Hi @ina.khandelwal , could you try with a sample video packaged inside VSS container? We have tried and it works well.

  • Summarize the bridge video using gradio UI(To get the file added to the backend)
  • From swagger UI execute GET /files API to get the asset id of the bridge file
  • Then, use summarize API using the swagger UI. Modify the “id” to the asset id of the bridge file and remove “api_type” before running the summarize API.


This is the response body I tried after removing api_type, Status is 200 but I am not getting content in response

{
  "id": "fb796833-74f0-4fe5-b288-4b2af5fb0e10",
  "prompt": "Write a concise and clear dense caption for the provided warehouse video",
  "model": "gpt-4o",
  "response_format": {
    "type": "text"
  },
  "stream": false,
  "stream_options": {
    "include_usage": false
  },
  "max_tokens": 512,
  "temperature": 0.2,
  "top_p": 1,
  "top_k": 100,
  "seed": 10,
  "chunk_duration": 60,
  "chunk_overlap_duration": 10,
  "summary_duration": 60,
  "media_info": {
    "type": "offset",
    "start_offset": 0,
    "end_offset": 4000000000
  },
  "user": "user-123",
  "caption_summarization_prompt": "Prompt for caption summarization",
  "summary_aggregation_prompt": "Prompt for summary aggregation",
  "graph_rag_prompt_yaml": "",
  "tools": [],
  "summarize": true,
  "enable_chat": false,
  "num_frames_per_chunk": 10,
  "vlm_input_width": 10,
  "vlm_input_height": 10,
  "summarize_batch_size": 5,
  "rag_type": "graph-rag",
  "rag_top_k": 5,
  "rag_batch_size": 5
}

Output:

I tried to give same parameters as yours but getting below error in that case :

Did you use the “bridge video” from our samples?

UI is working fine but I want to use APIs and getting that error while using API for summarization.
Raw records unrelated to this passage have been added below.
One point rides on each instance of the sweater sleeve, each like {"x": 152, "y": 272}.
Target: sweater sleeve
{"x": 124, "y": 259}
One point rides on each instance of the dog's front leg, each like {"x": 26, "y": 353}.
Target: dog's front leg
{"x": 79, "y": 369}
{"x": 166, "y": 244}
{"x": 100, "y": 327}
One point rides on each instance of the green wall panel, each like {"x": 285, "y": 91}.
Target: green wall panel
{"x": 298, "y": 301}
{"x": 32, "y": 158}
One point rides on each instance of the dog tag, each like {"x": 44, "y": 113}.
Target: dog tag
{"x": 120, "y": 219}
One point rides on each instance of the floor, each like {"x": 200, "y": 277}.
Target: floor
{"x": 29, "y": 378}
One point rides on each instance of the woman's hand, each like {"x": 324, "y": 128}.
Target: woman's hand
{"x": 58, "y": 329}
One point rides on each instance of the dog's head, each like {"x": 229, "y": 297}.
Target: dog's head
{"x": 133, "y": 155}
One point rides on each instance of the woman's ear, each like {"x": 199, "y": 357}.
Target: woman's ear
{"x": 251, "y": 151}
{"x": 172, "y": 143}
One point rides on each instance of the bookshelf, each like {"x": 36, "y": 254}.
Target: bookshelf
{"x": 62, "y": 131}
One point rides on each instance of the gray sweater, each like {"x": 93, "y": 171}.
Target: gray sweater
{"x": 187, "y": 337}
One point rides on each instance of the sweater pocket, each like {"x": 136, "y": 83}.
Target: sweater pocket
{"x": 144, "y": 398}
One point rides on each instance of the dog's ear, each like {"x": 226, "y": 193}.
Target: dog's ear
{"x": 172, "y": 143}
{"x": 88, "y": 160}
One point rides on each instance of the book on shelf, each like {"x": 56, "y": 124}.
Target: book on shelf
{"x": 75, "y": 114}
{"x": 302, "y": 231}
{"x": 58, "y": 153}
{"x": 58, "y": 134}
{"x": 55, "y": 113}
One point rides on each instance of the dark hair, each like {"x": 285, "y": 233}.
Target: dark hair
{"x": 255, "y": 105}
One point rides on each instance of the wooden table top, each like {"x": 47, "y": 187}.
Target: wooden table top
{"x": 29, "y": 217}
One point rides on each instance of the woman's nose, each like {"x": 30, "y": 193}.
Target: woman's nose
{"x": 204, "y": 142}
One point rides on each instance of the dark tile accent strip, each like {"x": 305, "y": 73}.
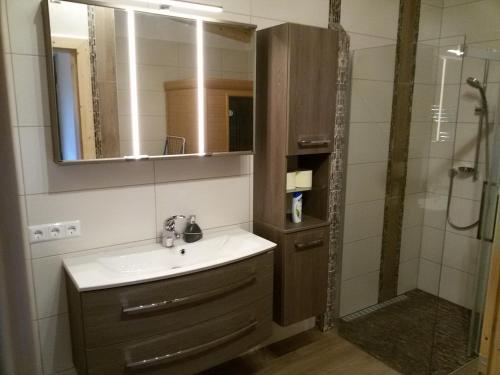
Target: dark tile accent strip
{"x": 334, "y": 14}
{"x": 406, "y": 49}
{"x": 338, "y": 162}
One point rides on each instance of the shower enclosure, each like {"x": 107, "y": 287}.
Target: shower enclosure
{"x": 433, "y": 325}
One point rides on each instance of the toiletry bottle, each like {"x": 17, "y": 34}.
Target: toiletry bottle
{"x": 297, "y": 207}
{"x": 193, "y": 231}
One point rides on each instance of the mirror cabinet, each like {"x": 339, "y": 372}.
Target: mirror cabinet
{"x": 132, "y": 83}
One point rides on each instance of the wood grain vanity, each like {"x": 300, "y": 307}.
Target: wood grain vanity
{"x": 180, "y": 325}
{"x": 295, "y": 115}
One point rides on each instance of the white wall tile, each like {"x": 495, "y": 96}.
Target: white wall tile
{"x": 411, "y": 239}
{"x": 378, "y": 18}
{"x": 42, "y": 175}
{"x": 50, "y": 288}
{"x": 430, "y": 22}
{"x": 366, "y": 182}
{"x": 107, "y": 217}
{"x": 465, "y": 144}
{"x": 363, "y": 220}
{"x": 361, "y": 257}
{"x": 428, "y": 276}
{"x": 438, "y": 176}
{"x": 358, "y": 293}
{"x": 408, "y": 276}
{"x": 17, "y": 155}
{"x": 374, "y": 63}
{"x": 432, "y": 244}
{"x": 202, "y": 167}
{"x": 416, "y": 176}
{"x": 10, "y": 89}
{"x": 457, "y": 287}
{"x": 420, "y": 135}
{"x": 30, "y": 78}
{"x": 26, "y": 27}
{"x": 413, "y": 210}
{"x": 368, "y": 143}
{"x": 371, "y": 101}
{"x": 293, "y": 11}
{"x": 360, "y": 41}
{"x": 442, "y": 146}
{"x": 478, "y": 20}
{"x": 423, "y": 100}
{"x": 435, "y": 210}
{"x": 461, "y": 252}
{"x": 464, "y": 212}
{"x": 55, "y": 343}
{"x": 264, "y": 23}
{"x": 215, "y": 202}
{"x": 466, "y": 187}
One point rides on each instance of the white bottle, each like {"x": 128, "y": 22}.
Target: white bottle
{"x": 297, "y": 207}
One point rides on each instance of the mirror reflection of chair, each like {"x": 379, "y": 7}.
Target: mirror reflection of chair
{"x": 174, "y": 145}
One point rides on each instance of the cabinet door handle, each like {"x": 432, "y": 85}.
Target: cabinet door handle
{"x": 184, "y": 353}
{"x": 314, "y": 143}
{"x": 162, "y": 305}
{"x": 308, "y": 245}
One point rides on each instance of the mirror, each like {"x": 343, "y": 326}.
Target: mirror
{"x": 134, "y": 83}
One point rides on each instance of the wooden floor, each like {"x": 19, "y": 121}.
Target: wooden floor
{"x": 309, "y": 353}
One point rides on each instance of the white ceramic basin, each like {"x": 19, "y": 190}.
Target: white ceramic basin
{"x": 133, "y": 265}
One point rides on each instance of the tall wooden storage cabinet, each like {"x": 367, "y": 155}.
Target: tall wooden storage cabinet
{"x": 295, "y": 114}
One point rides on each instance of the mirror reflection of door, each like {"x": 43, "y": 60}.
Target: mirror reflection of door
{"x": 240, "y": 123}
{"x": 74, "y": 98}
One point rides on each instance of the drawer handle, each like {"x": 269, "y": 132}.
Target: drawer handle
{"x": 170, "y": 357}
{"x": 312, "y": 143}
{"x": 308, "y": 245}
{"x": 155, "y": 306}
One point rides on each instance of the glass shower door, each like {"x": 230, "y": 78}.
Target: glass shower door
{"x": 489, "y": 215}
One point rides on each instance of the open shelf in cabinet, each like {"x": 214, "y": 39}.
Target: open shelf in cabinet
{"x": 315, "y": 198}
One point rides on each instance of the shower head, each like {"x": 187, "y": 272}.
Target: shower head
{"x": 474, "y": 82}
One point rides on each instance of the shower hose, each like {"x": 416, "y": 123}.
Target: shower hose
{"x": 454, "y": 172}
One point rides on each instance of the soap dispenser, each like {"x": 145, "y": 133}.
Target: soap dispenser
{"x": 193, "y": 231}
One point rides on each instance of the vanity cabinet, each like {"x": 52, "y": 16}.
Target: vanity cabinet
{"x": 181, "y": 325}
{"x": 295, "y": 110}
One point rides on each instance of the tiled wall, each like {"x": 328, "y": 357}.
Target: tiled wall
{"x": 448, "y": 257}
{"x": 119, "y": 203}
{"x": 372, "y": 27}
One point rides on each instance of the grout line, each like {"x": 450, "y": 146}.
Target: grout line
{"x": 351, "y": 242}
{"x": 446, "y": 265}
{"x": 126, "y": 186}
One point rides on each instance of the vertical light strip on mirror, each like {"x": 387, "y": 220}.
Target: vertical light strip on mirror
{"x": 132, "y": 62}
{"x": 200, "y": 76}
{"x": 441, "y": 99}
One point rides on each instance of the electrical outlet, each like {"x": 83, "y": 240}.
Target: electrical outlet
{"x": 38, "y": 233}
{"x": 73, "y": 228}
{"x": 56, "y": 231}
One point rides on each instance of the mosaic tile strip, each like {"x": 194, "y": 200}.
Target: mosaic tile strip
{"x": 406, "y": 50}
{"x": 338, "y": 161}
{"x": 334, "y": 12}
{"x": 93, "y": 79}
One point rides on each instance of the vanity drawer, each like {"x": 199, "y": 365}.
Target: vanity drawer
{"x": 302, "y": 275}
{"x": 120, "y": 314}
{"x": 191, "y": 349}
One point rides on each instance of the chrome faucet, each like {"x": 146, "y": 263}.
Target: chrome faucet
{"x": 169, "y": 234}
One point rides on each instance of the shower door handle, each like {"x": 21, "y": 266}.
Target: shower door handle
{"x": 480, "y": 228}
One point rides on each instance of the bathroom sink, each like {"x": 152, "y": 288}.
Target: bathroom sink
{"x": 133, "y": 265}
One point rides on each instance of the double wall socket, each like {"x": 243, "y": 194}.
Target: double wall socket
{"x": 55, "y": 231}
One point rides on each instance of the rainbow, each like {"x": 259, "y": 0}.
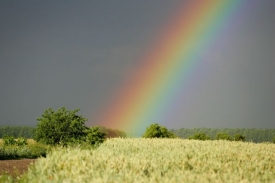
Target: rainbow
{"x": 148, "y": 96}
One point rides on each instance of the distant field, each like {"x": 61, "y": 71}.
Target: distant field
{"x": 159, "y": 160}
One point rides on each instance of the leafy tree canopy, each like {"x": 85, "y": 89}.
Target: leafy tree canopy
{"x": 200, "y": 136}
{"x": 239, "y": 137}
{"x": 223, "y": 136}
{"x": 158, "y": 131}
{"x": 95, "y": 136}
{"x": 60, "y": 127}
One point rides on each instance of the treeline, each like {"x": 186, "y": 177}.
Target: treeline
{"x": 27, "y": 131}
{"x": 251, "y": 134}
{"x": 16, "y": 131}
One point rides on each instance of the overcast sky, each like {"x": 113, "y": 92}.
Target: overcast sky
{"x": 77, "y": 54}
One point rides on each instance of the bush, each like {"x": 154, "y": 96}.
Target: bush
{"x": 239, "y": 137}
{"x": 95, "y": 136}
{"x": 200, "y": 136}
{"x": 158, "y": 131}
{"x": 223, "y": 136}
{"x": 60, "y": 127}
{"x": 21, "y": 141}
{"x": 9, "y": 140}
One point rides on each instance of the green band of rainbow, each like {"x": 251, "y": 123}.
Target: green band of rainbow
{"x": 158, "y": 82}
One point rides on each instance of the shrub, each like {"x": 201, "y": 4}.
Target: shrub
{"x": 9, "y": 140}
{"x": 60, "y": 127}
{"x": 200, "y": 136}
{"x": 95, "y": 136}
{"x": 239, "y": 137}
{"x": 223, "y": 136}
{"x": 158, "y": 131}
{"x": 21, "y": 141}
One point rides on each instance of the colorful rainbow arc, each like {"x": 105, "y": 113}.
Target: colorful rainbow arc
{"x": 160, "y": 78}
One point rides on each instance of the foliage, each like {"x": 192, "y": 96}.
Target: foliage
{"x": 223, "y": 136}
{"x": 158, "y": 160}
{"x": 95, "y": 136}
{"x": 60, "y": 127}
{"x": 200, "y": 136}
{"x": 9, "y": 140}
{"x": 251, "y": 134}
{"x": 16, "y": 131}
{"x": 239, "y": 137}
{"x": 158, "y": 131}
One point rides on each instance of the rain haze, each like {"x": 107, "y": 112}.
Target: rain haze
{"x": 79, "y": 54}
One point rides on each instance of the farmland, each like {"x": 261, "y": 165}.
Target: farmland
{"x": 158, "y": 160}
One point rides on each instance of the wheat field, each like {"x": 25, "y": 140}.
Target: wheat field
{"x": 158, "y": 160}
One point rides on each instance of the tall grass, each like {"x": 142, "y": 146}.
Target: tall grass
{"x": 158, "y": 160}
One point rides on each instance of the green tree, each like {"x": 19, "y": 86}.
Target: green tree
{"x": 158, "y": 131}
{"x": 95, "y": 136}
{"x": 239, "y": 137}
{"x": 223, "y": 136}
{"x": 200, "y": 136}
{"x": 60, "y": 127}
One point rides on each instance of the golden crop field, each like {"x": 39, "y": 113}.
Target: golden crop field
{"x": 159, "y": 160}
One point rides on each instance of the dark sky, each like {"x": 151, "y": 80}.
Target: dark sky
{"x": 77, "y": 54}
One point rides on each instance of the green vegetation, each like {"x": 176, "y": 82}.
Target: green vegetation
{"x": 158, "y": 160}
{"x": 19, "y": 151}
{"x": 251, "y": 135}
{"x": 158, "y": 131}
{"x": 200, "y": 136}
{"x": 239, "y": 137}
{"x": 95, "y": 136}
{"x": 223, "y": 136}
{"x": 60, "y": 127}
{"x": 16, "y": 131}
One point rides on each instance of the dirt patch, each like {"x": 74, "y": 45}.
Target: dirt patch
{"x": 15, "y": 167}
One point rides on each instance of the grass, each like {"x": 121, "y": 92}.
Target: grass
{"x": 158, "y": 160}
{"x": 31, "y": 150}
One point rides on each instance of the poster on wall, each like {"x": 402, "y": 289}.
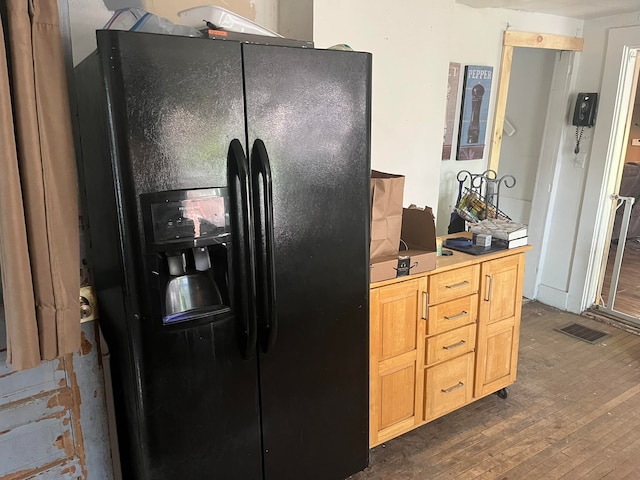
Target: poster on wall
{"x": 475, "y": 110}
{"x": 450, "y": 113}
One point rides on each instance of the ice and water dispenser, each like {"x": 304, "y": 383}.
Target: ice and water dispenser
{"x": 188, "y": 239}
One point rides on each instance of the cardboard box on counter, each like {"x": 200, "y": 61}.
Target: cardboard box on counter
{"x": 419, "y": 236}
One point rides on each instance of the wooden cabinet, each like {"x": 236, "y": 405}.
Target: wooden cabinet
{"x": 499, "y": 324}
{"x": 396, "y": 353}
{"x": 442, "y": 339}
{"x": 450, "y": 340}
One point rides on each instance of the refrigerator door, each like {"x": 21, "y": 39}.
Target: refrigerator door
{"x": 311, "y": 109}
{"x": 188, "y": 400}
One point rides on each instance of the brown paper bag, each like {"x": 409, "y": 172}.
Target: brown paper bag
{"x": 387, "y": 192}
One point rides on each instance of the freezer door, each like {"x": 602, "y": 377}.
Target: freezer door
{"x": 187, "y": 400}
{"x": 311, "y": 110}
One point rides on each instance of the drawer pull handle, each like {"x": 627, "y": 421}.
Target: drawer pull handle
{"x": 453, "y": 389}
{"x": 458, "y": 285}
{"x": 455, "y": 345}
{"x": 425, "y": 302}
{"x": 490, "y": 289}
{"x": 455, "y": 317}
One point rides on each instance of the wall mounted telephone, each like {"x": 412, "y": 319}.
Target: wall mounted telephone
{"x": 584, "y": 114}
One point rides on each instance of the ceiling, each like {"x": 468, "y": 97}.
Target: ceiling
{"x": 583, "y": 9}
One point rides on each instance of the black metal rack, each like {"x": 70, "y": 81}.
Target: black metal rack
{"x": 479, "y": 195}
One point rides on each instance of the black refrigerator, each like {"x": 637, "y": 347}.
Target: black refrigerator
{"x": 227, "y": 190}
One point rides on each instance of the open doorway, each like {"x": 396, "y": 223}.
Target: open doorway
{"x": 619, "y": 285}
{"x": 545, "y": 186}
It should work for other videos as well. Although even for default videos API is not working.

After you switch the VLM to gpt-4o, is it also okay to use the UI?
We suggest that you first load the “bridge video” using gradio UI to facilitate obtaining the file ID. Then you can use the API to get summarization.

Do you mean that even using our “bridge video” is not working?

UI is working fine for all videos but when trying to use API for any of the video default or external for summarization then it’s not showing me the content.